Images of the injured, bloodied, distraught and destitute, leave lasting effects and obviously prove uncomfortable to watch sometimes, but they put us in the positions of the journalists who were stepping into the war zone of Cambodia at the time. In contrast, there is the compelling scene in which Sydney Schanberg plays video footage of Nixon blatantly lying about America's involvement in Cambodia and also shows Cambodians who have been injured by the fighting. While this still evokes feelings of sadness, it stirs up more angry emotions aimed at the dishonesty of the government, and, if looking at it from a wider perspective, most politicians. This is one of The Killing Fields' great strengths - its ability to make us feel a range of emotions throughout the course of the film.
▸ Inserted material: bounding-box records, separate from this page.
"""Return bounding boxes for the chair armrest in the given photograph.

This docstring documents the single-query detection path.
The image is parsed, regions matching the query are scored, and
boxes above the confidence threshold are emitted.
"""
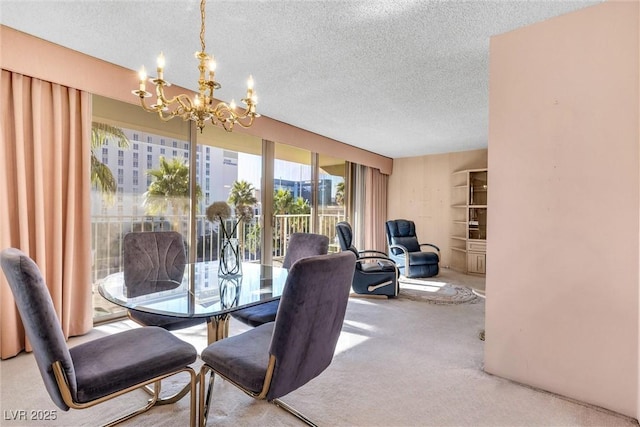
[358,249,389,258]
[356,254,396,265]
[420,243,440,253]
At no point is there any attempt to glamorise the subject matter or try and put a Hollywood spin on it. For instance, when the group of journalists are captured by the Khmer Rouge and forced into the back of the tank, the close-ups show the sweat and fear on their faces in the near darkness, with no wisecracking lines or dramatic music, just the sounds of the tank travelling to an unknown destination.
The music moves away from the traditional sweeping classical score (apart from the hauntingly beautiful main theme) and relies heavily on synths and other electronic sounds. This actually works to great effect - possibly better than a classical soundtrack would - emphasising the confusion and fear of the people and the drama of the fighting. However it is John Lennon's Imagine, played in the final scene, that encapsulates the message of the film and provides a subtle yet powerful ending.
All the cast excel but it's Sam Waterston and Haing Ngor who particularly shine and make their characters' relationship seem completely believable. It would have been ridiculous to have asked Ngor to put any more into his performance, due to his own experiences under the Khmer Rouge regime.
To put it simply, you really must watch this film.